The story revolves around Callum, an eighteen year old who has spent the last few years of his childhood in foster care. This marks the “start of his adult life”, but it’s already a start on the back foot. Over the course of the performance we see flashbacks to his troubled upbringing, his unfit mother obsessing over the demons coming at her through her TV screen. But, as an adult, Callum has his own demon, a disease, following him like a physically manifested shadow.

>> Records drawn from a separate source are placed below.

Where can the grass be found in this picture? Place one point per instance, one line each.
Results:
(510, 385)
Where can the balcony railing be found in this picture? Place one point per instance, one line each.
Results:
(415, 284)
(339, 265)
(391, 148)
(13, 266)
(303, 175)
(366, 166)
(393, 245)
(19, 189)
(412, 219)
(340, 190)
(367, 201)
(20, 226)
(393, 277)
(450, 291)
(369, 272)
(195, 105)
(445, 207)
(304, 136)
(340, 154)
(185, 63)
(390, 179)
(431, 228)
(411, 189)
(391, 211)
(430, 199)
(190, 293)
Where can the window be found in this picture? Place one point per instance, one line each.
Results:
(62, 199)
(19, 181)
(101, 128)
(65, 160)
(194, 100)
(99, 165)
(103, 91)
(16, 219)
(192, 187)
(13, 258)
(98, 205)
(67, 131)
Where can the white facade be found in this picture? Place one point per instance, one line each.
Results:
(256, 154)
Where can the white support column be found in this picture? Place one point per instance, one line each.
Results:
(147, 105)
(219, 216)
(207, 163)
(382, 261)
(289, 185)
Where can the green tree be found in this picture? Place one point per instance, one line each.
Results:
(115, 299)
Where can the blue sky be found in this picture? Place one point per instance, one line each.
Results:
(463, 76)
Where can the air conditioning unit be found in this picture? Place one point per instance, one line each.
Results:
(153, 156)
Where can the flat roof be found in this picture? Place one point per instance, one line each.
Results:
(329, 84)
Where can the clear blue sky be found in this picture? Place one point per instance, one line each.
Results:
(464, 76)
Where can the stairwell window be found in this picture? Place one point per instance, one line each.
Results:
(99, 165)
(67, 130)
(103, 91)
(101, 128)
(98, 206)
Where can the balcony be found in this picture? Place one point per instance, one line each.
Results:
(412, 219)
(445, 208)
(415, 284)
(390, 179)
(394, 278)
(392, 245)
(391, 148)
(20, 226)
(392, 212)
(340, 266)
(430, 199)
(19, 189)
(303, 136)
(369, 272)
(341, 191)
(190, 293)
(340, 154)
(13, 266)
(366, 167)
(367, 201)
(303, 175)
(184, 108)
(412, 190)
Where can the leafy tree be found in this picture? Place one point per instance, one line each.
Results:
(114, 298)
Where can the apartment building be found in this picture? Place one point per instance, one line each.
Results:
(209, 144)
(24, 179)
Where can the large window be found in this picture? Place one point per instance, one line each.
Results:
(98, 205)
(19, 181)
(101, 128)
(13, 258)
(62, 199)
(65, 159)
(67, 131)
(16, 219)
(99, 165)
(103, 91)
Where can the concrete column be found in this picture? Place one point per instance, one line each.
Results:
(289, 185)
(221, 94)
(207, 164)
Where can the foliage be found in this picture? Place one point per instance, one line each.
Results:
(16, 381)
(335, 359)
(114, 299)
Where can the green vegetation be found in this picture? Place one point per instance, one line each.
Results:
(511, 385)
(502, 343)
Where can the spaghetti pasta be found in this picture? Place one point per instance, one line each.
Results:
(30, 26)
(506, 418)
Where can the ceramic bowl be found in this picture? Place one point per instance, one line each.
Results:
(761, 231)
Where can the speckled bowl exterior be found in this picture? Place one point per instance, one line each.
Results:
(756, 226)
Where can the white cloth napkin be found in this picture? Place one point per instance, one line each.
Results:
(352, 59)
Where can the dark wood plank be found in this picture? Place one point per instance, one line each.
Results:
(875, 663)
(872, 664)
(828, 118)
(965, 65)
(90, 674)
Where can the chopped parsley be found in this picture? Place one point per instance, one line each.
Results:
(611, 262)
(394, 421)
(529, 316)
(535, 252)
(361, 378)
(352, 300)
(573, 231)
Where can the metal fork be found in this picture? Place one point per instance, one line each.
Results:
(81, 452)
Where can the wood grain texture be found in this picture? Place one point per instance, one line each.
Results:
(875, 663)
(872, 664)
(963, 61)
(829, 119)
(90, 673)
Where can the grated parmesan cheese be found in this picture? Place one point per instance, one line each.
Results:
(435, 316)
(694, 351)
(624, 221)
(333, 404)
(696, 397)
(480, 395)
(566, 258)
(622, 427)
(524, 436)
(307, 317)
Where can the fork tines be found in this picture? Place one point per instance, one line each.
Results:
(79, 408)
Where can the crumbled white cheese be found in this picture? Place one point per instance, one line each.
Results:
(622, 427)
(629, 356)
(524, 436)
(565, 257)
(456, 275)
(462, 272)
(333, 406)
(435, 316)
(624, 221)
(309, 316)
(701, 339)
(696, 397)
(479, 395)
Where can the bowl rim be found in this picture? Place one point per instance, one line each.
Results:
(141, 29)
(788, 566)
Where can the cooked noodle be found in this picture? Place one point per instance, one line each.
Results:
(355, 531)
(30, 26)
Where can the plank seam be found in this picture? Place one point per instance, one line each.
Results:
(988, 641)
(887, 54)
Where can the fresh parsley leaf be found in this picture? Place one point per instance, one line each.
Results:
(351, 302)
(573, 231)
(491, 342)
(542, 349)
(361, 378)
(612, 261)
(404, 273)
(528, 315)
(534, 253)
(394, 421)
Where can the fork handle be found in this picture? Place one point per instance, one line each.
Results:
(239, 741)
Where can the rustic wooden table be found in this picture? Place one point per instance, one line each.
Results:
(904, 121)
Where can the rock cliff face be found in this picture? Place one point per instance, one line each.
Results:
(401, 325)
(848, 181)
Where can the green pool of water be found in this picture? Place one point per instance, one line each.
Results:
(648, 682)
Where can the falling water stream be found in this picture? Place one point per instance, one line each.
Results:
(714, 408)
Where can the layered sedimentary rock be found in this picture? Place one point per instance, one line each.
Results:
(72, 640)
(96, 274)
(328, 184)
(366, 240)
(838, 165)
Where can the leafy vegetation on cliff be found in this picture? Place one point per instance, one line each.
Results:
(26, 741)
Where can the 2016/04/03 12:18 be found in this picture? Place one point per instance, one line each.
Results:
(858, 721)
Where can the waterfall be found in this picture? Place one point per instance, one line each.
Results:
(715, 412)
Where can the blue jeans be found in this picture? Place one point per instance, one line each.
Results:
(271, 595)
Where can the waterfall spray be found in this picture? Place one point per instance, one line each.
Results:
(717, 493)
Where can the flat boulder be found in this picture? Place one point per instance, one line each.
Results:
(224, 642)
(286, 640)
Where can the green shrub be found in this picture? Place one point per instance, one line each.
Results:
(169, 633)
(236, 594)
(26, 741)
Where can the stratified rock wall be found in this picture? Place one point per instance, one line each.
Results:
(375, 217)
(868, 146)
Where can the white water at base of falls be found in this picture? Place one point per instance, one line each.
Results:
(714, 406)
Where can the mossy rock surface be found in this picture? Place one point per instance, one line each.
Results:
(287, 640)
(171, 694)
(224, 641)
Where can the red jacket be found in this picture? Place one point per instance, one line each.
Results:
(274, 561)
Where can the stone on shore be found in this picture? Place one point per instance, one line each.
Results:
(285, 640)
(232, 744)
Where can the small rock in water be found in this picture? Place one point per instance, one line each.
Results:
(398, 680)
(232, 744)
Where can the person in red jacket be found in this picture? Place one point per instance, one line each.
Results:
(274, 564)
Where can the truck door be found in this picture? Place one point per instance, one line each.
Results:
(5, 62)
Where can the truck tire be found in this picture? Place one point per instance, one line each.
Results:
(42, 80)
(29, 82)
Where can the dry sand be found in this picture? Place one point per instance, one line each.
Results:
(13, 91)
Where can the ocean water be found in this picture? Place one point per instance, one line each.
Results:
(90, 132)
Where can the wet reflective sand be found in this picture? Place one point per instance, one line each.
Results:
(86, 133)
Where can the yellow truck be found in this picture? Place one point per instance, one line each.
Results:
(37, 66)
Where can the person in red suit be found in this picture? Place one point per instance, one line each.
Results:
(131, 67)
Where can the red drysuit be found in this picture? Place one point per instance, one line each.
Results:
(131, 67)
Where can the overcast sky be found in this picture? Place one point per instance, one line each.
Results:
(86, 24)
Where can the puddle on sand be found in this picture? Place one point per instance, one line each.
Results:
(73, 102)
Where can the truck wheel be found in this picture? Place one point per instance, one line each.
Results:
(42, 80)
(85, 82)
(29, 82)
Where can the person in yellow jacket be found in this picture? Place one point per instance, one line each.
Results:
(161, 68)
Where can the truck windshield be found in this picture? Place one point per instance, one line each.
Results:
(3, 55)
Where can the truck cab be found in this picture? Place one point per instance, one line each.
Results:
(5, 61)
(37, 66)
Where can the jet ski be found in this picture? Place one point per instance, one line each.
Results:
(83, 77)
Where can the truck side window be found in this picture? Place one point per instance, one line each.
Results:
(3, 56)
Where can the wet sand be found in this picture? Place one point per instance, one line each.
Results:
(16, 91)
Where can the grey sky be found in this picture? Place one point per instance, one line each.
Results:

Callum has promise as a runner, but constant adversity holds him back. The offer of help from a coach seems to be a step in the right direction, but Callum’s own anger and frustration is his biggest enemy. Even when he meets a girl, he is unable to sustain the relationship, and the ghosts of his past continually resurface.
The staging sees the audience follow the action around the vast space, it works wonderfully well as the line between performance space and audience becomes so blurred it disappears. Director Maggie Norris, has constructed an enthralling performance that keeps the audience on their toes, but totally engrossed in the painfully real characters.
Zoe Spurr’s brilliant lighting design means there is little intervention required from cast and crew to get the audience to the right area, as one scene naturally ends, the next is illuminated in such a way that the audience are drawn there like a moth to a flame. What we watch can, at times be uncomfortable, but like the moth we just cannot pull ourselves away.
In the role of Callum, Aston McAuley is superb. He grabs the audience’s attention from the outset, with a fully formed, and developed performance which leaves you in no doubt about the pain, and disappointment the character has continually faced. McAuley’s performance, supported by the staging, draws you deep into the action.
Oz Enver, officially listed as ‘Disease’, stalks Callum with a beguiling physical dexterity, contorting his body to mimic the anguish felt by the lead character. There are some lighter notes within the distinctly darker piece, Daniel Akilimali as Bready and Melissa Madden as Adebola, both bring an element of comedy, enveloped in their own tragedies.
Phoenix Rising is a deeply emotional piece of drama, heightened by the realism which sits behind it. The innovative, and brilliantly executed staging pulls you in to the heart of the production. The entire cast give everything they’ve got, and perform with real passion, it is, after all, their own inspiring story.